Pentest Tools

A junk drawer of pentest tools - nothing special enough for its own repo. Things in here may be out of date, but if you see something you like that isn't working let me know and I will try to fix it up.

Enjoy!

osint

• sub-recon.sh: Leverages tools like enumall.py (recon-ng), cewl, etc to do some hardcore subdomain enumeration. Useful for a penetration test or for hunting bug bounties.
• pwned_report.py: haveibeenpwned API tool. Smart enough to extract emails in any format from a non-clean input file. Outputs to markdown format organized by breach name. The goal is to be able to directly paste into a pentest report.

password-cracking

• extract-hashes.py: This is used to get a nice, clean, hashcat-usable file from a messy password breach. It takes lines from a file and outputs something like this: [email protected]:5d41402abc4b2a76b9719d911017c592. Currently hard-coded for MD5. Future improvements: add more hash type regexes and provide an argument to specify the hash type you are looking for.
• simple.mask: A hashcat mask I've been using based on common corporate passwords I run into. Probably not as good as what comes by default with hashcat, and some of the rules are intense so should be run with a timeout.

web-tools

• httpspy.py: Runs a local HTTP/HTTPS server and logs all incoming requests to the console. Can do cool things like prompt for basic auth, as well. Use your own cert for HTTPS. Might be useful in odd situations where Burp cannot be used for whatever reason.
• clone-ssl.py: Generates SSL/TLS crt/key/pem file that closely mimics a target. Might be useful in mobile app or web pentesting.
• jwt-builder.py: Builds a JWT. Might be useful when doing things like subbing a public key file for an HMAC secret.

phishing

• screenshot-macro: Macro to add to an XLS as a phishing payload. Captures a desktop screenshot and emails it back to the address variable you set, using the default Outlook profile.

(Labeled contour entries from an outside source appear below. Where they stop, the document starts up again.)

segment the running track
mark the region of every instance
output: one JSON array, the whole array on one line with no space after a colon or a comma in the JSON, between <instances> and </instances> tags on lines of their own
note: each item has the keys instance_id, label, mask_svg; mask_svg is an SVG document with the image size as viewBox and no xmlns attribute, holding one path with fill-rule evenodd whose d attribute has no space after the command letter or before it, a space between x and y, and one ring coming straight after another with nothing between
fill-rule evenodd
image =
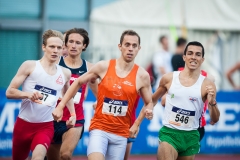
<instances>
[{"instance_id":1,"label":"running track","mask_svg":"<svg viewBox=\"0 0 240 160\"><path fill-rule=\"evenodd\" d=\"M11 160L11 158L0 158L0 160ZM87 160L86 157L74 157L72 160ZM156 155L134 155L129 160L156 160ZM196 155L195 160L240 160L239 155Z\"/></svg>"}]
</instances>

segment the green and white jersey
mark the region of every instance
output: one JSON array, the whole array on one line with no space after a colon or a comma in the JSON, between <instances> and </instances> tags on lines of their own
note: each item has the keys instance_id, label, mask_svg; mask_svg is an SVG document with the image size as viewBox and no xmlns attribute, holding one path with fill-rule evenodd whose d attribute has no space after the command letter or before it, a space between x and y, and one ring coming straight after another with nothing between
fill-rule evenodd
<instances>
[{"instance_id":1,"label":"green and white jersey","mask_svg":"<svg viewBox=\"0 0 240 160\"><path fill-rule=\"evenodd\" d=\"M166 96L163 125L179 130L196 130L203 111L201 87L204 76L199 75L195 84L183 86L179 81L180 71L173 72L172 84Z\"/></svg>"}]
</instances>

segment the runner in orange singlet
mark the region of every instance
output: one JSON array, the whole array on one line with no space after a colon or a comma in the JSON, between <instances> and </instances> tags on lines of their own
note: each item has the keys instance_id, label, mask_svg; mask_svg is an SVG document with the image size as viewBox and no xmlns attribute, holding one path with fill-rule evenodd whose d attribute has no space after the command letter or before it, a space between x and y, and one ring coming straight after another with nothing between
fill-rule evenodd
<instances>
[{"instance_id":1,"label":"runner in orange singlet","mask_svg":"<svg viewBox=\"0 0 240 160\"><path fill-rule=\"evenodd\" d=\"M141 123L137 119L131 127L134 103L139 94L144 101L141 117L153 117L149 74L134 63L141 48L139 35L132 30L124 31L118 47L121 51L118 59L96 63L74 81L58 105L65 106L82 84L100 79L97 106L89 128L88 160L124 158L127 138L136 136Z\"/></svg>"}]
</instances>

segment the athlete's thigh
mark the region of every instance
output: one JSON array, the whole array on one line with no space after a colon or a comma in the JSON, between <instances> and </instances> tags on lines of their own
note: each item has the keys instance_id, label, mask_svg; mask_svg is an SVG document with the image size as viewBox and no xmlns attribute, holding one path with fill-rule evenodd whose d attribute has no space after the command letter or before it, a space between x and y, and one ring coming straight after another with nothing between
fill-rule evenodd
<instances>
[{"instance_id":1,"label":"athlete's thigh","mask_svg":"<svg viewBox=\"0 0 240 160\"><path fill-rule=\"evenodd\" d=\"M32 159L44 159L46 153L46 147L42 144L38 144L32 152Z\"/></svg>"},{"instance_id":2,"label":"athlete's thigh","mask_svg":"<svg viewBox=\"0 0 240 160\"><path fill-rule=\"evenodd\" d=\"M70 128L63 134L60 152L69 151L72 153L74 151L82 134L82 129L82 126Z\"/></svg>"},{"instance_id":3,"label":"athlete's thigh","mask_svg":"<svg viewBox=\"0 0 240 160\"><path fill-rule=\"evenodd\" d=\"M195 155L178 157L177 160L194 160Z\"/></svg>"},{"instance_id":4,"label":"athlete's thigh","mask_svg":"<svg viewBox=\"0 0 240 160\"><path fill-rule=\"evenodd\" d=\"M101 153L105 157L108 147L108 135L106 132L94 129L89 132L87 156L94 157L95 153Z\"/></svg>"},{"instance_id":5,"label":"athlete's thigh","mask_svg":"<svg viewBox=\"0 0 240 160\"><path fill-rule=\"evenodd\" d=\"M127 144L127 148L126 148L125 155L124 155L124 160L128 159L128 157L131 153L131 149L132 149L132 142Z\"/></svg>"},{"instance_id":6,"label":"athlete's thigh","mask_svg":"<svg viewBox=\"0 0 240 160\"><path fill-rule=\"evenodd\" d=\"M158 146L157 159L158 160L175 160L177 159L178 152L176 149L167 142L160 142Z\"/></svg>"},{"instance_id":7,"label":"athlete's thigh","mask_svg":"<svg viewBox=\"0 0 240 160\"><path fill-rule=\"evenodd\" d=\"M47 160L59 160L60 147L61 144L51 144L47 151Z\"/></svg>"},{"instance_id":8,"label":"athlete's thigh","mask_svg":"<svg viewBox=\"0 0 240 160\"><path fill-rule=\"evenodd\" d=\"M127 138L111 134L106 160L123 160L127 147Z\"/></svg>"}]
</instances>

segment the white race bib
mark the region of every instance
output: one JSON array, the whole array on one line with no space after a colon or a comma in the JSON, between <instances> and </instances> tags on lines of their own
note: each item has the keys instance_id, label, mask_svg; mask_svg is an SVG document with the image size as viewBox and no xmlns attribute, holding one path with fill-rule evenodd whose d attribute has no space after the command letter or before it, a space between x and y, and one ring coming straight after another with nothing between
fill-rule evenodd
<instances>
[{"instance_id":1,"label":"white race bib","mask_svg":"<svg viewBox=\"0 0 240 160\"><path fill-rule=\"evenodd\" d=\"M128 101L104 98L102 113L112 116L126 116Z\"/></svg>"},{"instance_id":2,"label":"white race bib","mask_svg":"<svg viewBox=\"0 0 240 160\"><path fill-rule=\"evenodd\" d=\"M57 91L51 88L47 88L40 85L35 85L34 90L41 93L43 97L37 101L36 103L40 103L43 105L47 105L49 107L52 107L54 103L57 101Z\"/></svg>"},{"instance_id":3,"label":"white race bib","mask_svg":"<svg viewBox=\"0 0 240 160\"><path fill-rule=\"evenodd\" d=\"M195 111L188 111L173 106L169 123L184 128L191 128L193 125L194 116Z\"/></svg>"}]
</instances>

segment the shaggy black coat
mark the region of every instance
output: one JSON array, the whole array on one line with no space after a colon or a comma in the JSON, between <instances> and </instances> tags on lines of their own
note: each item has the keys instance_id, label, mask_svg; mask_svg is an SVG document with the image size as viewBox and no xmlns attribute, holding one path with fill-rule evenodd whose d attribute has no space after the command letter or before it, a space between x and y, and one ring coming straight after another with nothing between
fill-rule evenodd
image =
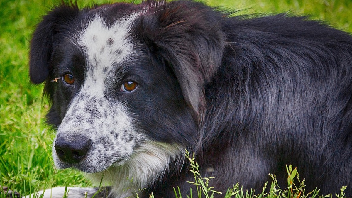
<instances>
[{"instance_id":1,"label":"shaggy black coat","mask_svg":"<svg viewBox=\"0 0 352 198\"><path fill-rule=\"evenodd\" d=\"M62 115L55 108L64 100L54 99L50 82L55 77L51 55L60 44L53 38L79 26L86 13L99 7L75 6L62 6L46 16L31 43L31 79L46 81L44 91L54 101L49 120L56 125ZM176 121L162 114L148 115L161 122L141 124L157 134L148 136L195 151L202 175L215 177L210 185L223 193L238 182L259 192L269 173L286 186L285 166L291 164L306 178L306 192L318 187L322 194L337 193L347 185L345 192L352 196L350 34L304 17L230 17L186 1L118 4L104 18L112 23L145 7L150 8L134 23L133 39L149 61L165 68L168 76L160 78L177 82L175 97L182 93L193 118L181 117L186 125L178 126L166 126ZM159 108L166 112L168 101L163 104ZM180 134L168 134L163 123ZM188 194L194 187L186 182L194 178L187 164L170 166L176 167L147 186L146 196L153 191L156 197L172 197L177 186Z\"/></svg>"}]
</instances>

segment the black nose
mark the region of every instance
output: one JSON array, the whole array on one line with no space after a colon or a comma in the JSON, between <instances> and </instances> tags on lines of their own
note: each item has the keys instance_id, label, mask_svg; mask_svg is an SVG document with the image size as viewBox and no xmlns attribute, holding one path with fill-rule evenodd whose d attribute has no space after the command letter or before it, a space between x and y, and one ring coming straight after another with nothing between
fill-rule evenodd
<instances>
[{"instance_id":1,"label":"black nose","mask_svg":"<svg viewBox=\"0 0 352 198\"><path fill-rule=\"evenodd\" d=\"M89 146L89 141L81 136L70 136L67 138L58 136L55 146L59 158L72 163L77 163L84 158Z\"/></svg>"}]
</instances>

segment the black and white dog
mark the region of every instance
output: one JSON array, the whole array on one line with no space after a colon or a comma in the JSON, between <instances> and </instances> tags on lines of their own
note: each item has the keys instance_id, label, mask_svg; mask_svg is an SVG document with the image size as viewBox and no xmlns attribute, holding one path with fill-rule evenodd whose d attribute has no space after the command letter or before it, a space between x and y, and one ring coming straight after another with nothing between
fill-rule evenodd
<instances>
[{"instance_id":1,"label":"black and white dog","mask_svg":"<svg viewBox=\"0 0 352 198\"><path fill-rule=\"evenodd\" d=\"M223 192L237 182L260 190L269 173L284 185L292 164L307 191L347 185L352 196L347 33L188 1L64 3L38 25L30 59L31 79L45 82L52 104L55 164L98 181L103 175L110 187L98 196L174 197L177 186L189 194L185 149Z\"/></svg>"}]
</instances>

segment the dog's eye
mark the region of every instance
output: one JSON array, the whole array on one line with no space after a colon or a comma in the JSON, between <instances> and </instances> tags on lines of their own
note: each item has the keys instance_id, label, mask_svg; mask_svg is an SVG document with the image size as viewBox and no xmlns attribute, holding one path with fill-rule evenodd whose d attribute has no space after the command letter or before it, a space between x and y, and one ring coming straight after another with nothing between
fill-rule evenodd
<instances>
[{"instance_id":1,"label":"dog's eye","mask_svg":"<svg viewBox=\"0 0 352 198\"><path fill-rule=\"evenodd\" d=\"M120 91L123 92L131 92L137 87L137 83L133 81L126 81L121 86Z\"/></svg>"},{"instance_id":2,"label":"dog's eye","mask_svg":"<svg viewBox=\"0 0 352 198\"><path fill-rule=\"evenodd\" d=\"M75 78L73 78L73 76L71 74L65 74L63 79L65 83L68 85L72 85L75 82Z\"/></svg>"}]
</instances>

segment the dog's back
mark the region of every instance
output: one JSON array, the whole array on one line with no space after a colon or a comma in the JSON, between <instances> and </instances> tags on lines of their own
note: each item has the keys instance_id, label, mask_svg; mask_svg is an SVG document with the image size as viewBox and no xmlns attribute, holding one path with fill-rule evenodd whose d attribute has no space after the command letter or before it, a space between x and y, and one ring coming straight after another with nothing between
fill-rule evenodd
<instances>
[{"instance_id":1,"label":"dog's back","mask_svg":"<svg viewBox=\"0 0 352 198\"><path fill-rule=\"evenodd\" d=\"M270 173L285 184L292 164L308 189L352 195L347 33L189 1L64 5L38 25L30 58L52 103L56 165L103 174L112 196L189 194L185 149L224 192L260 189Z\"/></svg>"}]
</instances>

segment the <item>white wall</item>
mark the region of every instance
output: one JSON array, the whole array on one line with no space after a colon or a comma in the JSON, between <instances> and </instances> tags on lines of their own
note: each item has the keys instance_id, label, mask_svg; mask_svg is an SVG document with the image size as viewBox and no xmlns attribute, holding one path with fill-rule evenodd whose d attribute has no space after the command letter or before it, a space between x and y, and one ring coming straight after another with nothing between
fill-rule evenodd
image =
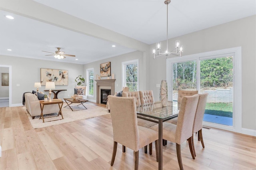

Pops a message box at the end saying "Sorry, your account is not authorised to view this data." Works well with a spreadsheet that has an obfuscated section that looks tempting enough to enable content to unlock.

kali-setup

• setup-kali.sh: Configuring Kali Linux after a stock installation.
• kali-macbook.sh: Fix some small things (wifi, tilde, etc) when running natively on a Macbook.

oscp

• oscp-scan.sh: Reads IP addresses from a single file and looks for potential entry points. If you're building a custom OSCP script, perhaps this will give you some ideas. Not that handy in the real world, as there are way better tools available.